Jonathan Zdziarski, a forensic scientist and researcher who has worked extensively with law enforcement and intelligence agencies, has spent quite a bit of time looking at the capabilities and services available in iOS for data acquisition and found that some of the services have no real reason to be on these devices and that several have the ability to bypass the iOS backup encryption. One of the services in iOS, called mobile file_relay, can be accessed remotely or through a USB connection can be used to bypass the backup encryption. If the device has not been rebooted since the last time the user entered the PIN, all of the data encrypted via data protection can be accessed, whether by an attacker or law enforcement, Zdziarski said.
“Between this tool and other services, you can get almost the same information you could get from a complete backup,” Zdziarski said in an interview. “What concerns me the most is that this all bypasses the consumer backup encryption. When you click that button to encrypt the backup, Apple has made a promise that the data that comes off the device will be encrypted.”
Using the hidden services that bypass the encrypted backup protection don’t require the use of developer mode and many of them have been present in iOS for five years. Zdziarski, who designed many of the initial methods for acquiring forensic data from iOS devices, said there also is a packet capture tool present on every iOS device that has the ability to dump all of the inbound and outbound HTTP data and runs in the background without and notification to the user.
“It’s installed by default and they don’t prompt the user. If you’re going to start packet sniffing every device that’s out there, you really should be prompting the user,” Zdziarski said.
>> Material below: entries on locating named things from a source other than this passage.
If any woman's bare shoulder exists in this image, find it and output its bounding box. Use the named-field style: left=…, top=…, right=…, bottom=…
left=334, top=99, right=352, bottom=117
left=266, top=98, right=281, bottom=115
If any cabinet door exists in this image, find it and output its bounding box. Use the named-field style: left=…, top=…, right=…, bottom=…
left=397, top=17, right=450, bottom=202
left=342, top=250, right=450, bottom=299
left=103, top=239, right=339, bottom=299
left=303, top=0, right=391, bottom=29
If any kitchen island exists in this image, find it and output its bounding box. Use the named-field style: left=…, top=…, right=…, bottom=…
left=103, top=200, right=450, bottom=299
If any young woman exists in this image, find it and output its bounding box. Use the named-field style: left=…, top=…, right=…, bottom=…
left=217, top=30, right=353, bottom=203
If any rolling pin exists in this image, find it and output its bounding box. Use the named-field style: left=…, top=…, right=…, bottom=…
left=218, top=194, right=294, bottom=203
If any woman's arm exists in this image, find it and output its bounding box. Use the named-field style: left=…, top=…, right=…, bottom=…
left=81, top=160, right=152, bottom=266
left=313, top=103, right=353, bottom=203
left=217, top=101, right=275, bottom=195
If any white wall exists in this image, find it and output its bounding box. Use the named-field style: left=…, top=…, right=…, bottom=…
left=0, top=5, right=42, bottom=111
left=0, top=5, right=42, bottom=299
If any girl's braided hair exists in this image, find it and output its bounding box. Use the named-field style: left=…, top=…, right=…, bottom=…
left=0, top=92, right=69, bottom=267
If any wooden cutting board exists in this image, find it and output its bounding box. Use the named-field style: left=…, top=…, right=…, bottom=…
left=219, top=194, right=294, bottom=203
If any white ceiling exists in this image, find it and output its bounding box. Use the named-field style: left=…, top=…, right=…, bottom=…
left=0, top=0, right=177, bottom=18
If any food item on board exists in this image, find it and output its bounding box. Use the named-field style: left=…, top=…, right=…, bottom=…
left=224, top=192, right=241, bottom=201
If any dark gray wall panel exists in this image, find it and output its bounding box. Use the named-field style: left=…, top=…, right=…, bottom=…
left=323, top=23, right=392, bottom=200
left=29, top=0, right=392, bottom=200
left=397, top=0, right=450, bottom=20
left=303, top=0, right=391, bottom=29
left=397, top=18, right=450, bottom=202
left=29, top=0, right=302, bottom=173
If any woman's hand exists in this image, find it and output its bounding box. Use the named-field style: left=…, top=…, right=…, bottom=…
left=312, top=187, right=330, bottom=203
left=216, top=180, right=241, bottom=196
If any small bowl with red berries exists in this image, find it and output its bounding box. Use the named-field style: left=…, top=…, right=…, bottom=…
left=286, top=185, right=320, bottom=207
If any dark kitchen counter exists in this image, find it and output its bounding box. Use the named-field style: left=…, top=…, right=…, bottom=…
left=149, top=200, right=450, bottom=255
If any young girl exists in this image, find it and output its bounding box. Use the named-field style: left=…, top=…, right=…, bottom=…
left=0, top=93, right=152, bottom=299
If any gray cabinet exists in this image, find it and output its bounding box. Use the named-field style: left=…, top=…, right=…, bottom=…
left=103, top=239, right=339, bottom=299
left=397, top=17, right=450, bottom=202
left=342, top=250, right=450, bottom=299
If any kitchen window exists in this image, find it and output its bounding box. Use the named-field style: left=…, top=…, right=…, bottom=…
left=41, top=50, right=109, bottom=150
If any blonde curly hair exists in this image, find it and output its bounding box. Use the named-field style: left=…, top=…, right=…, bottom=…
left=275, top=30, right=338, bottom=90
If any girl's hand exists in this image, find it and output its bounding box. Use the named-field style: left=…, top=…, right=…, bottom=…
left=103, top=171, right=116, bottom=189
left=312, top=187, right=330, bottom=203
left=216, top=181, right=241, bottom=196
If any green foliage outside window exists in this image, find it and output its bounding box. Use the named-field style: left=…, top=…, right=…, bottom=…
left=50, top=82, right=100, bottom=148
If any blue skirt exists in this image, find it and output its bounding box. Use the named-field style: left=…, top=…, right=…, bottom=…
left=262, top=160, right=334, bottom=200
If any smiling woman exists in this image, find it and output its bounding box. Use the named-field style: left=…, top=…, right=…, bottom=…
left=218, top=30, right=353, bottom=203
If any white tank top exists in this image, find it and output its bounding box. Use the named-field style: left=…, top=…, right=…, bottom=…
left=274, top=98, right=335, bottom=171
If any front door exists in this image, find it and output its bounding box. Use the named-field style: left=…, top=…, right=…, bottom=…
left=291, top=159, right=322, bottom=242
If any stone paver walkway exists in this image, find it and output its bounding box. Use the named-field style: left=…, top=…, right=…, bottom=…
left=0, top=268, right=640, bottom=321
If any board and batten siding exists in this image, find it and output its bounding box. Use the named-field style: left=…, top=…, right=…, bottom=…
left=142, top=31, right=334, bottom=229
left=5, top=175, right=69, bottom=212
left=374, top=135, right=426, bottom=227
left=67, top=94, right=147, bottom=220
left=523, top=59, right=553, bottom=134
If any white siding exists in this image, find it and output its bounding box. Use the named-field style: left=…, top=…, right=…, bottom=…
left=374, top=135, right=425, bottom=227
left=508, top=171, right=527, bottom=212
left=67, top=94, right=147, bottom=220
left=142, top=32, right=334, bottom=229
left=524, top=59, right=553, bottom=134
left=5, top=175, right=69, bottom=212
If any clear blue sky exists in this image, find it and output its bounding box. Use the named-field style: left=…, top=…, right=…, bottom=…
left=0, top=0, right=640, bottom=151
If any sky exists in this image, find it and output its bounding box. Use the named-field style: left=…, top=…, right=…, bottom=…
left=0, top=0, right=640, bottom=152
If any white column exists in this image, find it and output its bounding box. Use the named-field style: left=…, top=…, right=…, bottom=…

Zdziarski discussed his findings in a talk at the HOPE X conference recently and published the slides and paper, as well. The file_relay service has been in iOS for some time and originally was benign, but Zdziarski said that in recent versions it has turned into a tool that can dump loads of user data on command. The file_relay tool can dump a list of the email and social media accounts, the address book, the user cache folder, which contains screenshots, offline content, copy/paste data, keyboard typing cache and other personal data. The tool can also provide a log of periodic location snapshots from the device.
There’s also a component of the file_relay service called HFSMeta that appeared in iOS 7 and can create a complete metadata image of the device’s file system. The data it provides includes metadata on all files, such as timestamps, sizes and dates of creation, all of the apps installed on the device, filenames of all of the email attachments on the device and all of the email accounts configured on the device. It also can provide a copy of the keyboard’s autocorrect cache, all of the photos in the user’s album and the user’s voicemail database.
“Some of this data shouldn’t be on the phone. HFSMeta creates a disk image of everything that’s on the phone, not the content but the metadata,” Zdziarski said. “There’s not even an engineering use for that.”
Some of the undocumented services and features in iOS map pretty closely to capabilities attributed to some of the NSA’s tools, specifically DROPOUTJEEP, which was revealed by documents leaked by Edward Snowden. Zdziarski said that he is not pointing to these services as intentional backdoors for the intelligence community, but he believes there is evidence that the agency may be using them, nonetheless.
“I’m not saying at all that Apple is working with the NSA,” he said. “But at the very least, there’s a very strong case to say that the NSA knows about and exploits these capabilities.”